定数と列挙型¶

Constants and enumerations of MuPDF as implemented by PyMuPDF. Each of the following values is accessible as pymupdf.value.

定数¶

Base14_Fonts¶

PDFベース14フォントの事前定義されたPythonリスト。

Type:: list

csRGB¶

事前定義されたRGBカラースペース pymupdf.Colorspace(pymupdf.CS_RGB)。

Type:: Colorspace (カラースペース)

csGRAY¶

事前定義されたGRAYカラースペース pymupdf.Colorspace(pymupdf.CS_GRAY)。

Type:: Colorspace (カラースペース)

csCMYK¶

事前定義されたCMYKカラースペース pymupdf.Colorspace(pymupdf.CS_CMYK)。

Type:: Colorspace (カラースペース)

CS_RGB¶

1 – Colorspace (カラースペース) のタイプはRGBA

Type:: int

CS_GRAY¶

2 – Colorspace (カラースペース) のタイプはGRAY

Type:: int

CS_CMYK¶

3 – Colorspace (カラースペース) のタイプはCMYK

Type:: int

mupdf_version¶

'x.xx.x' -- MuPDF version that is being used by PyMuPDF.

Type:: string

mupdf_version_tuple¶

MuPDF version as a tuple of integers, (major, minor, patch).

Type:: tuple

pymupdf_version¶

'x.xx.x' -- PyMuPDF version.

Type:: string

pymupdf_version_tuple¶

PyMuPDF version as a tuple of integers, (major, minor, patch).

Type:: tuple

pymupdf_date¶: Disabled (set to None) in 1.26.1.

version¶

(pymupdf_version, mupdf_version, timestamp) -- combined version information where timestamp is the generation point in time formatted as "YYYYMMDDhhmmss".

Type:: tuple

VersionBind¶: Legacy equivalent to mupdf_version.

VersionFitz¶: Legacy equivalent to pymupdf_version.

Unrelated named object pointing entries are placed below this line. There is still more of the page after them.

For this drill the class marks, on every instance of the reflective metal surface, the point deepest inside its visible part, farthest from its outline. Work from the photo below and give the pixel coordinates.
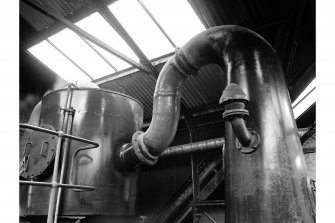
(106, 117)
(269, 185)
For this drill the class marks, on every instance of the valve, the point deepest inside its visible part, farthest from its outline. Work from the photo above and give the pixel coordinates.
(234, 100)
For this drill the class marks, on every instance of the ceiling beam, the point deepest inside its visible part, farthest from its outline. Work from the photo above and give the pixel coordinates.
(296, 33)
(116, 25)
(85, 35)
(156, 22)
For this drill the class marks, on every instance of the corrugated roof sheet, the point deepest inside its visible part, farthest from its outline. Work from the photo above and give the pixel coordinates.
(39, 21)
(198, 93)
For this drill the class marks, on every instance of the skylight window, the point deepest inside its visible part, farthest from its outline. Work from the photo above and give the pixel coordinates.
(96, 25)
(177, 18)
(141, 28)
(305, 100)
(75, 48)
(48, 55)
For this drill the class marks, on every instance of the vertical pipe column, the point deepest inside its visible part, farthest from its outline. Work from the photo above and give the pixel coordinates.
(270, 184)
(54, 187)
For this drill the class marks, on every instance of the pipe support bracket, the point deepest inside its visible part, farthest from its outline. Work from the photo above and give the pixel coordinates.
(141, 149)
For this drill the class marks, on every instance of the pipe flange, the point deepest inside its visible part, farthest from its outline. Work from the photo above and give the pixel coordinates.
(254, 145)
(183, 65)
(235, 112)
(141, 150)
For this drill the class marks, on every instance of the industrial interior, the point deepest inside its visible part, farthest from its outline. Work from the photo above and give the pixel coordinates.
(163, 111)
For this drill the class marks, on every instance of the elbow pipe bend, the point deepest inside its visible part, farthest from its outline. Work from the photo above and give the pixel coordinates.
(235, 49)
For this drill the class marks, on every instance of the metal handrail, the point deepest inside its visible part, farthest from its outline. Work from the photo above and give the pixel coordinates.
(54, 184)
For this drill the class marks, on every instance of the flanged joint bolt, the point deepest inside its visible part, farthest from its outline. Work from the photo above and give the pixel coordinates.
(234, 100)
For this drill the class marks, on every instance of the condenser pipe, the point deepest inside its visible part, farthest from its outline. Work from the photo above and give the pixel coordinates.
(194, 147)
(268, 185)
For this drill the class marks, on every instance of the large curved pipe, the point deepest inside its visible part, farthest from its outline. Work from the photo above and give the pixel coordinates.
(268, 185)
(232, 47)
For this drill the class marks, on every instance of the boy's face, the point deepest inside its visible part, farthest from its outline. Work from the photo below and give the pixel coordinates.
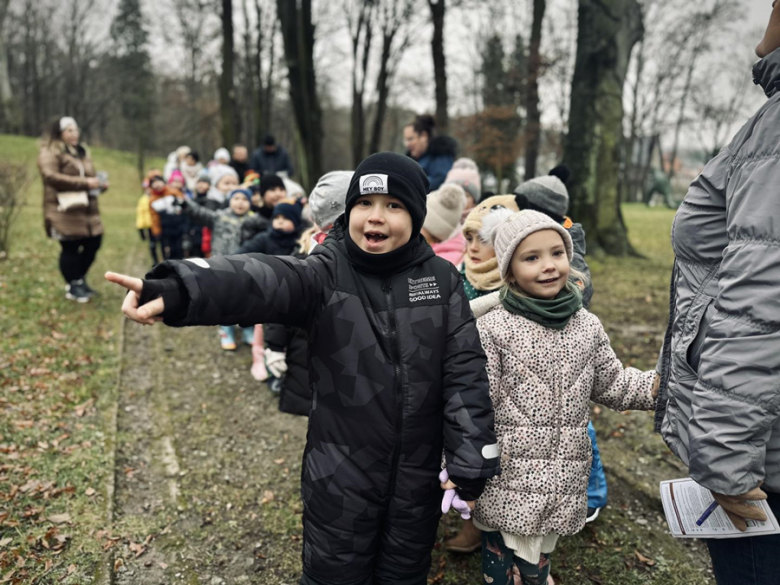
(274, 196)
(478, 250)
(539, 266)
(379, 224)
(283, 224)
(239, 204)
(227, 183)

VersionDate¶: Disabled (set to None) in 1.26.1.

ドキュメントの許可¶

コード	許可されたアクション
PDF_PERM_PRINT	文書を印刷する
PDF_PERM_MODIFY	文書の内容を変更する
PDF_PERM_COPY	テキストやグラフィックスをコピーしたりその他の抽出を行う
PDF_PERM_ANNOTATE	テキスト注釈やインタラクティブなフォームフィールドを追加または変更する
PDF_PERM_FORM	フォームに記入し、文書に署名する
PDF_PERM_ACCESSIBILITY	廃止されましたが、常に許可されています
PDF_PERM_ASSEMBLE	ページの挿入、回転、削除、ブックマーク、サムネイル画像の操作
PDF_PERM_PRINT_HQ	高品質印刷

PDFオプショナルコンテンツコード¶

コード	意味
PDF_OC_ON	一時的にOCGをONに設定します
PDF_OC_TOGGLE	OCGステータスを一時的に切り替えます
PDF_OC_OFF	一時的にOCGをOFFに設定します

PDF暗号化方式コード¶

コード	意味
PDF_ENCRYPT_KEEP	変更しない
PDF_ENCRYPT_NONE	暗号化を解除する
PDF_ENCRYPT_RC4_40	RC4 40ビット
PDF_ENCRYPT_RC4_128	RC4 128ビット
PDF_ENCRYPT_AES_128	Advanced Encryption Standard 128ビット
PDF_ENCRYPT_AES_256	Advanced Encryption Standard 256ビット
PDF_ENCRYPT_UNKNOWN	不明

フォントファイルの拡張子¶

このテーブルは、PDFから抽出されたフォントファイルバッファを保存する際に使用すべきファイル拡張子を示しています。この文字列は、Document.get_page_fonts()、Page.get_fonts()、および Document.extract_font() によって返されます。

拡張子	説明
ttf	TrueTypeフォント
pfa	ASCII用のPostscriptフォント（さまざまなサブタイプ）
cff	Type1Cフォント（Type1と同等の圧縮フォント）
cid	文字識別子フォント（Postscript形式）
otf	OpenTypeフォント
n/a	抽出できない、 PDFベース14フォント、Type 3フォント、その他

テキストの配置¶

TEXT_ALIGN_LEFT¶: 0 – 左揃え。

TEXT_ALIGN_CENTER¶: 1 – 中央揃え。

TEXT_ALIGN_RIGHT¶: 2 – 右揃え。

TEXT_ALIGN_JUSTIFY¶: 3 – 両端揃え。

Font Properties¶

Please note that the following bits are derived from what a font has to say about its properties. It may not be (and quite often is not) correct.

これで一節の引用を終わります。